Saturday, 22 August 2009

Adam Smith on Guns and the Development of Wealth

Primary version if this post, with visual content, at Barry Stocker's Weblog.

In An Inquiry into the Nature and Causes of the Wealth of Nations, Adam Smith suggests that the invention of the gun had a major effect on economic development. At the end of Book V, Chapter i, part a, Smith argues that guns makes it easier for rich nations to defend their wealth against barbarous nations. Smith is thinking of the many occasions in history where an invading, or raiding army, takes economic wealth by force. Fire arms narrow the difference between a population where everyone is a soldier and has military capacity; a modern prosperous population where only a minority are soldiers and have military skill and even that minority may not be as strong and experienced as the members of a ‘barbarian’ army. Smith is thinking of events like the barbarian invasions of the western Roman Empire, or Genghis Khan’s victories with a nomad army over urban societies, or Vikings raiding early Medieval Europe. The gun reduces the level of skill and military aptitude necessary to succeed in war. It leads to the building of expensive forts designed to withstand explosions.

The greater ease with which prosperous nations can defend themselves against a violent loss of wealth, and maybe the loss of the infrastructure of wealth creation, increases the incentives to create wealth. This speeds up the development of wealth and the majority of the population emerging from poverty. That advantage of gun powder is a major reason for growing wealth as rich nations are sure of benefiting from industry and commerce.
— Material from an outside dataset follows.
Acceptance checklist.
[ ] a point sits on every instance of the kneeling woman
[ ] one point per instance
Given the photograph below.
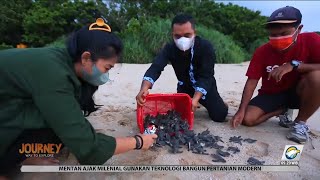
(44, 92)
Smith might have added that fire arms leads to things he is not happy with, such as colonialism. As he points out fire arms give rich nations the easy means to defeat poor nations, what he does not point is that this leads to colonialism with aspects Smith finds undesirable: the expense of administration, the subordination of free trade to monopolies granted to business with close relations to power.
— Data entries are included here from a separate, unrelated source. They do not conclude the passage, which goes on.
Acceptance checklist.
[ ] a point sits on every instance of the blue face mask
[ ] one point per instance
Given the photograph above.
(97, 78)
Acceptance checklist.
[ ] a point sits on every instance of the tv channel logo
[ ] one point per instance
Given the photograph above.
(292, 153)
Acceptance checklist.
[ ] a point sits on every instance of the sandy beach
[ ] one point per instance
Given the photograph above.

It takes fire arms to make the state more secure, and therefore more able to establish law and order, and the provision of basic institutions in education, basic transport infrastructure and so on. Smith does not say so much above the possibility that the state will be more able to become despotic and corrupt. He might be thinking that this would undermine prosperity, which itself would undermine the raising of money. Wars between the Netherlands, or Britain on one side, France on the other side, in the 17th and 18 Century generally resulted in victory for Britain and Holland, at a time when Britain was much smaller in population that France, as Holland always has been. This was connected with the greater wealth of Britain and Holland. They were less militaristic-aristocratic societies in spirit, and more commercial. The commerce generated wealth to finance war, as did the financing of public debt through selling government bonds and paying interest on those bonds.

Prosperity and military strength feed off each other, though a commercial society gives less importance to the military than less developed nations. Ancient writers regarded wealth as subversive of military strength as it led to a greater interest in pursuing wealth than in fighting on behalf of the nation. Smith provides a counter-argument to the ancients, and deepens his defence of civil and commercial society.